Why did Canadian home prices go up during the pandemic, especially when immigration basically went to zero? (Canada only met our target of 400,000 immigrants for 2021 by counting people who were already here.)
When Covid hit, spending on gas, shopping, restaurants, and travel plunged, and household savings went way up. A lot of people who could work from home and still had their jobs suddenly had a lot more money to invest, and some of that money went into real estate.
Visualization, based on Statistics Canada data, is by Philip Smith.
I would say the roughly top 30 per cent of the population, income-wise, did well financially during the pandemic. Think of all the things that you couldn’t spend money on. You can’t go on vacation, you’re not commuting to work, so that’s $60 to $80 a week that’s not going into the gas tank. That starts to add up. Savings rates shot up.
Because of this, we saw that 30 per cent of the population put their money in all kinds of things. So real estate was a big one, but Bitcoin went up. All these “meme stocks” from GameStop to AMC went up. Old hockey cards absolutely escalated in value. Because you have all these people with essentially too much money and too much free time on their hands, and they’re kind of bored, they need to park that money somewhere. And a whole bunch of them decided, “Hey, you know what, I’m gonna buy a place in cottage country” or “I’m gonna buy this second house; I’m gonna get into the real-estate market.” So that drove a lot of this — there were more people buying and selling. And they could make much bigger offers because of savings rates and low interest rates.
Of course a lot of people did lose their jobs, which is why CERB and other income-support programs were so important - like a super-sized version of EI. Having household income drop to match the plunge in spending would have been disastrous. But now that there's been this giant surge in savings, pushing up real estate prices, what do we need to do to make home ownership more affordable?
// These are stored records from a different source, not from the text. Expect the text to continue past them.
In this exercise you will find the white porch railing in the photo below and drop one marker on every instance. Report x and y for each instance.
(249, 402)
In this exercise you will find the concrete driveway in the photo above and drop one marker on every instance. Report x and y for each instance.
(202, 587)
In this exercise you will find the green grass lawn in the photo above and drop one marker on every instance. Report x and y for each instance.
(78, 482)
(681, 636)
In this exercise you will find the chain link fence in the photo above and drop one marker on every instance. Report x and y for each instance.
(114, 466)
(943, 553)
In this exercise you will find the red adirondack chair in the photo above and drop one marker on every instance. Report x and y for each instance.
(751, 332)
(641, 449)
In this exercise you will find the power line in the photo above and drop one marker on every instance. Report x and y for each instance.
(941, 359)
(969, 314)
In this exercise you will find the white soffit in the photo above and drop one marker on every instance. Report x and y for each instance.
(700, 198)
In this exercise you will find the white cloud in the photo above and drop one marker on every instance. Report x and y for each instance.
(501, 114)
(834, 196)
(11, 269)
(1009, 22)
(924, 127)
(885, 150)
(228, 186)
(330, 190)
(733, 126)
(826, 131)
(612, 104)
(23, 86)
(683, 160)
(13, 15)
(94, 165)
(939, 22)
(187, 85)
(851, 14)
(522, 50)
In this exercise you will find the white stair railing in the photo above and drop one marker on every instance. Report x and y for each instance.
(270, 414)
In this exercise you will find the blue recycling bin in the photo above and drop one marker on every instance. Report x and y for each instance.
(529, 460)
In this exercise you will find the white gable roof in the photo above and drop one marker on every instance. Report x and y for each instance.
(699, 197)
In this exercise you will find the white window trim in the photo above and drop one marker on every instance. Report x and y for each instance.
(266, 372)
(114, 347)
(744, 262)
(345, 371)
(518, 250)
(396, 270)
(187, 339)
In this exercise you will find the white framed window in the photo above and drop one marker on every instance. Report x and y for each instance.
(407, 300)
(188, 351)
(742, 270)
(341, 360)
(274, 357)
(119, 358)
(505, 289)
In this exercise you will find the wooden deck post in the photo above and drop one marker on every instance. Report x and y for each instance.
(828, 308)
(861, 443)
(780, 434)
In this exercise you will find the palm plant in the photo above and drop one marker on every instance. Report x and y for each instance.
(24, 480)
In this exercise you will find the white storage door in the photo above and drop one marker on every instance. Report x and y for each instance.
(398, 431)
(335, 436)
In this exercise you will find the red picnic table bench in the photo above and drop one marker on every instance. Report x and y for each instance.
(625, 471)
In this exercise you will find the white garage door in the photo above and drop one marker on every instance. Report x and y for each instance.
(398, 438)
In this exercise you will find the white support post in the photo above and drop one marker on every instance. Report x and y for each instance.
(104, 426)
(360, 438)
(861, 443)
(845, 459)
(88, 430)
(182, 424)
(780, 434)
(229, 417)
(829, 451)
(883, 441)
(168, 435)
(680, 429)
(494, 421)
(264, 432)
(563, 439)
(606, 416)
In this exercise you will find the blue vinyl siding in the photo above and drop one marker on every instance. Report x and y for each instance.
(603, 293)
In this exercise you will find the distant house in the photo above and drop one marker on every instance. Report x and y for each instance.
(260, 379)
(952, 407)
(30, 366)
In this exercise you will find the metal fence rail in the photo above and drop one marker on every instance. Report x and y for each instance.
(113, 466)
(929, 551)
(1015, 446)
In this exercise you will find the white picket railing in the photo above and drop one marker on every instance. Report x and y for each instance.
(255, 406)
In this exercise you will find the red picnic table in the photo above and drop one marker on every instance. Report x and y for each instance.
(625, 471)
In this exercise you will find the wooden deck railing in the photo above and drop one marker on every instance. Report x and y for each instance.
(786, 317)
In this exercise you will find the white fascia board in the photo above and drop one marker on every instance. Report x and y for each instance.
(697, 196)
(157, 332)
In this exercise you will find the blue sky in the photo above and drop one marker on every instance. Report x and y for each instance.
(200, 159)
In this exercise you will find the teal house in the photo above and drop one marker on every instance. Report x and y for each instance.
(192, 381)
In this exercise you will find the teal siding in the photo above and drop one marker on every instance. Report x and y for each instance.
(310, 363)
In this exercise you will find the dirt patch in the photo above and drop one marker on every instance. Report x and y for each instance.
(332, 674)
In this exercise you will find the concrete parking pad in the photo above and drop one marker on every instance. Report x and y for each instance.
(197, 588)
On the supply side, what we want is something more like Atlanta, where demand for housing leads to a lot more construction and flat prices, rather than San Francisco, where demand for housing results in high prices while construction stays flat. See the graph from Glaeser and Gyourko 2018. People move where the jobs are, and Covid has untethered a lot of jobs from expensive cities like Toronto and Vancouver, so it makes sense to build more housing where people have moved, for example by allowing more "missing-middle" housing. This won't necessarily be easy: municipal governments are wary of adding more housing (because of opposition from local homeowners concerned about anything that could affect their most valuable asset), and provincial governments have the power to override them but are reluctant to do so.
On the demand side, the risk is that you get a "natural Ponzi scheme" (Robert Shiller), like in the pre-2008 housing crash in the US, where an initial rise in house prices leads to more and more people piling into the market and driving prices up further. In normal times, the price-to-rent ratio should be stable. The higher it goes, the more unsustainable prices become. To counteract this, you probably want to tighten credit, for example by requiring higher down payments (a lower loan-to-value ratio) for investment properties.